Para Brasil, negociações sobre Irã evoluem
As negociações para um eventual acordo que encerre o impasse envolvendo o Irã e as grandes potências evoluem. A conclusão é do ministro das Relações Exteriores, Celso Amorim, depois de se reunir nesta segunda (27) com o primeiro-ministro da Turquia, Ahmet Davutoglu, em Nova York. Atualmente Davutoglu é o presidente do Conselho de Segurança das Nações Unidas.

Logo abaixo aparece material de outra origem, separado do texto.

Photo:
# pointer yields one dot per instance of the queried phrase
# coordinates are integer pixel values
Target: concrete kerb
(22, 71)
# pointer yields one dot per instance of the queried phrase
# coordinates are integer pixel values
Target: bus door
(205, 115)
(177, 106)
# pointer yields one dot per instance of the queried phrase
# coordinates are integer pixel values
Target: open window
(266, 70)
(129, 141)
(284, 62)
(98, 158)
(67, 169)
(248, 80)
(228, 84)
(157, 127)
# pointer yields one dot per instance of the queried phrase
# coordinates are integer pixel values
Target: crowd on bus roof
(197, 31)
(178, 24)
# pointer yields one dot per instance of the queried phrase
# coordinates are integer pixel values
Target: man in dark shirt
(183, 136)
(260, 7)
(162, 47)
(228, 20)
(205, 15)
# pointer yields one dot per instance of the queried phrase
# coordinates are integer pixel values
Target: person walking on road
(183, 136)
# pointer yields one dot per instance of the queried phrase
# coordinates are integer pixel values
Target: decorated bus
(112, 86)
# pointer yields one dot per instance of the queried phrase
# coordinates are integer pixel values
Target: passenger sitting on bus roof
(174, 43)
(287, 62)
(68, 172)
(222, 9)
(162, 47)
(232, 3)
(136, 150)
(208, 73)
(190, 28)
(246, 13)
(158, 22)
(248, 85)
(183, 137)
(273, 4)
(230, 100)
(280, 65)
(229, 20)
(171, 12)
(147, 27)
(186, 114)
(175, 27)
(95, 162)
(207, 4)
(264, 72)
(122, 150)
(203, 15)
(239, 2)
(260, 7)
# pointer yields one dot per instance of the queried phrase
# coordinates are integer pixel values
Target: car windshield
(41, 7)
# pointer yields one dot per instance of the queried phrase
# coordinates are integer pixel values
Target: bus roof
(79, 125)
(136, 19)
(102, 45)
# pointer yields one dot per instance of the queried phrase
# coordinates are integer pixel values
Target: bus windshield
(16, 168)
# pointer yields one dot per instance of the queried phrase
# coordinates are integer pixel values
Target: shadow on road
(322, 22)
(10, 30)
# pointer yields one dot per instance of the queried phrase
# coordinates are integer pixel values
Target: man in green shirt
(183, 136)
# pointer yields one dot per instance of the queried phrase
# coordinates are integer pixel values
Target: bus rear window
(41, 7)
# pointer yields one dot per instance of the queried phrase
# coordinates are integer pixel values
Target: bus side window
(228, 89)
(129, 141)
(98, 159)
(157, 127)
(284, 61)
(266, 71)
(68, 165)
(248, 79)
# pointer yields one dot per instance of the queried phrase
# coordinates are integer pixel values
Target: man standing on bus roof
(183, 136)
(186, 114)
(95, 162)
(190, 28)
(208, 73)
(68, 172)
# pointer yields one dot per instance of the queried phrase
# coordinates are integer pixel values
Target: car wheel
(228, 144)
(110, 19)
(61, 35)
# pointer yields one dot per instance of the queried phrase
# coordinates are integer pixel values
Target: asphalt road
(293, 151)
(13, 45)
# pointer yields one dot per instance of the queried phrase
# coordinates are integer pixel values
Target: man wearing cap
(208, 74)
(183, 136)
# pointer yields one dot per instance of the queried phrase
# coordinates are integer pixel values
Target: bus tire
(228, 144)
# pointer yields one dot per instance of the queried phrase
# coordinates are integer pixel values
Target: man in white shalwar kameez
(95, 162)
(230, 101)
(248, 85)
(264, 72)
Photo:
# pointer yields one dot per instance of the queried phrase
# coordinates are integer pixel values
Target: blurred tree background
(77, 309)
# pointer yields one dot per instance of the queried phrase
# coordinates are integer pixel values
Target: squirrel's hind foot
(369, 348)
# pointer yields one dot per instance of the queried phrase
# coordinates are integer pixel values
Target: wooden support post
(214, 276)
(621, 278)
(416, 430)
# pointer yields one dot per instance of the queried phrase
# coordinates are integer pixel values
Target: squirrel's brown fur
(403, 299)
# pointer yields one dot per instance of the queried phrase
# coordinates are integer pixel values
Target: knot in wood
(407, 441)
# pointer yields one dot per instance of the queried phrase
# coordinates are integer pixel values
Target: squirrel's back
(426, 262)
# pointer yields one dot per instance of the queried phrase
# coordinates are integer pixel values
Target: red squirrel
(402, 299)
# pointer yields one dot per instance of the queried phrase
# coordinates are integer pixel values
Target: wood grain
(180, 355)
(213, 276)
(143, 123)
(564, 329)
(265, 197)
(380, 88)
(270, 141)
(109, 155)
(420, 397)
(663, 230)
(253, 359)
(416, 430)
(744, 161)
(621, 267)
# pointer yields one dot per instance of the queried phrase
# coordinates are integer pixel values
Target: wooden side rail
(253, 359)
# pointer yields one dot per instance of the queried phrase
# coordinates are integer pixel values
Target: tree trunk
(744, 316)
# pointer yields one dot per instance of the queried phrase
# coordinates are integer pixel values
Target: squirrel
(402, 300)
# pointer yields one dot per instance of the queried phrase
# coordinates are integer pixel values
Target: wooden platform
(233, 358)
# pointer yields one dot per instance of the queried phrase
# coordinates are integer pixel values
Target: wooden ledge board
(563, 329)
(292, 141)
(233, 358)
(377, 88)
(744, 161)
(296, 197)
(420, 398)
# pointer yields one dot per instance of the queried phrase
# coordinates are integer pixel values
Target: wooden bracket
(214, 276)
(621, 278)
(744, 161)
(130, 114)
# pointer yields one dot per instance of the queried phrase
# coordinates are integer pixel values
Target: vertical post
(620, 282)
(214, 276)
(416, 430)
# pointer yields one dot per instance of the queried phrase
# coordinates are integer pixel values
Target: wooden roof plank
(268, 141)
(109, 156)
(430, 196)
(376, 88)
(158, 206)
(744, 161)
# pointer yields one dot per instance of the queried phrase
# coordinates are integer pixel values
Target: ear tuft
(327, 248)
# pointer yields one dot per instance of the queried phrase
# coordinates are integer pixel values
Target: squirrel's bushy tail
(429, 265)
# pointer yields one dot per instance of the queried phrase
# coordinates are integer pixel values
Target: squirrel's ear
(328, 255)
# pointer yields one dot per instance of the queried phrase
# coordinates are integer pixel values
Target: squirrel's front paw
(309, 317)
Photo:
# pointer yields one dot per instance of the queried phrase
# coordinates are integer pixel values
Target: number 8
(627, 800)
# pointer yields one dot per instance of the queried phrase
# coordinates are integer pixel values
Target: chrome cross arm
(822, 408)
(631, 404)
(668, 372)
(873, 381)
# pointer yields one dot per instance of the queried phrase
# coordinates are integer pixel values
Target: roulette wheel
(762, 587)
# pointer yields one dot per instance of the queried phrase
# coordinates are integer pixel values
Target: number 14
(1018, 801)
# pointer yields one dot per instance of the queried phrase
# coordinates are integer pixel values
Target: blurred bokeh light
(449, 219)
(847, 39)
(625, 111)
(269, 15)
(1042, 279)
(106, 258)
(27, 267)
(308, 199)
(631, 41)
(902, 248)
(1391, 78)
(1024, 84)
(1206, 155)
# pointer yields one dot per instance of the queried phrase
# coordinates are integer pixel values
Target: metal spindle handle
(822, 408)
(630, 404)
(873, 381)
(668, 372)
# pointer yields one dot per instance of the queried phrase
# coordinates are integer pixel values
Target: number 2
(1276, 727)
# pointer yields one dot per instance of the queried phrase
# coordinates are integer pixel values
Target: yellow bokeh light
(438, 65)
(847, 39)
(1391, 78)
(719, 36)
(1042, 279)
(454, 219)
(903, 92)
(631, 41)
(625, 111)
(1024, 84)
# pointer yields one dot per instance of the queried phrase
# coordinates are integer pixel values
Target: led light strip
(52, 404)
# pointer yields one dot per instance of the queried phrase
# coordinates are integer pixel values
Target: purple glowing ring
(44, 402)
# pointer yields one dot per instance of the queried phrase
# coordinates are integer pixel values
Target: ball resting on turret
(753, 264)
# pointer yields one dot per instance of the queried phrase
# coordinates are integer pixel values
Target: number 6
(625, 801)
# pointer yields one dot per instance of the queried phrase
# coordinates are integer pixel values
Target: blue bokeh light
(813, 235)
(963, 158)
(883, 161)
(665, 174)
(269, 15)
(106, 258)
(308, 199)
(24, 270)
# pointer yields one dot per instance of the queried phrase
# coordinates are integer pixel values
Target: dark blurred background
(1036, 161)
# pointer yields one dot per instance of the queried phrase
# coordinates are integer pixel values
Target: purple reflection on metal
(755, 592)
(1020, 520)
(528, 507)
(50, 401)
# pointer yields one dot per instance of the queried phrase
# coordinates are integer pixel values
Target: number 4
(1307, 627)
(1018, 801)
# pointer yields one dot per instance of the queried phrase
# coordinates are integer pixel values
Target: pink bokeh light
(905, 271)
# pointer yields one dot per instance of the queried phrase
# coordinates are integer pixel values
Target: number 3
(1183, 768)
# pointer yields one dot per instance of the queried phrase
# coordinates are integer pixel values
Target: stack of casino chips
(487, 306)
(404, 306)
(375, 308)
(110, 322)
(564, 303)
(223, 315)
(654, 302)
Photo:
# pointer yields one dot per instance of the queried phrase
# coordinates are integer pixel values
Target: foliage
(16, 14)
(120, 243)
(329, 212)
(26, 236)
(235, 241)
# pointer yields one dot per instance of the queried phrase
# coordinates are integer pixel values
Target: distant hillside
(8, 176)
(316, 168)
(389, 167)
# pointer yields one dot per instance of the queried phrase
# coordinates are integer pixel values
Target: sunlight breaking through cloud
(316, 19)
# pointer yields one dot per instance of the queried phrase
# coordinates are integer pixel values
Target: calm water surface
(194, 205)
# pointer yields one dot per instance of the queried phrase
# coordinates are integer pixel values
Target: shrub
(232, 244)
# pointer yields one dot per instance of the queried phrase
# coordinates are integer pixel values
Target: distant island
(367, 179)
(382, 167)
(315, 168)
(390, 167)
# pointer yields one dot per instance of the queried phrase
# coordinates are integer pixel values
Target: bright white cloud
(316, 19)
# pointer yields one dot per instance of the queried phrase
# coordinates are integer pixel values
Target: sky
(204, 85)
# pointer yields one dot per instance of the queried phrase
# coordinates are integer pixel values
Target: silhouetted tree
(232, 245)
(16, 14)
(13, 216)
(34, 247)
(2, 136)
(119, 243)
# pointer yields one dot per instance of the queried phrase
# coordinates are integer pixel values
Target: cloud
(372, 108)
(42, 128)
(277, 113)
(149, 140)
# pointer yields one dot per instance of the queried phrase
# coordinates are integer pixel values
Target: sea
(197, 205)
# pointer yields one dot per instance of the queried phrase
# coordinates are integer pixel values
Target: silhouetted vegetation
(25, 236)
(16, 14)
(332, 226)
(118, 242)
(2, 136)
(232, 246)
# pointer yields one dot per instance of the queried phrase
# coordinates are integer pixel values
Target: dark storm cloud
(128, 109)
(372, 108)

Publicado 28/09/2010 14:46
Segundo Amorim, há uma visão comum de que as perspectivas sobre o Irã sejam positivas. “[Davutoglu] é meu companheiro de várias empreitadas”, disse. “Acho que é uma visão comum, estamos vendo uma evolução [no caso da retomada das negociações com o Irã. Há uma perspectiva de encontro [do Irã com os países que integram o chamado P5+1 – composto pelos Estados Unidos, França, Inglaterra, Rússia, China e Alemanha]”, disse.
Amorim lembrou que houve sinalizações do P5+1 de que a retomada das negociações pode partir da revisão do acordo sobre a troca de urânio levemente enriquecido pelo produto enriquecido a 20%. O Brasil e a Turquia mediaram o acordo em maio em Teerã. O Irã e os países do P5+1 devem se reunir no próximo mês para reiniciar as conversas em busca de uma solução para o impasse em torno do programa nuclear iraniano. Não há data definida para este encontro.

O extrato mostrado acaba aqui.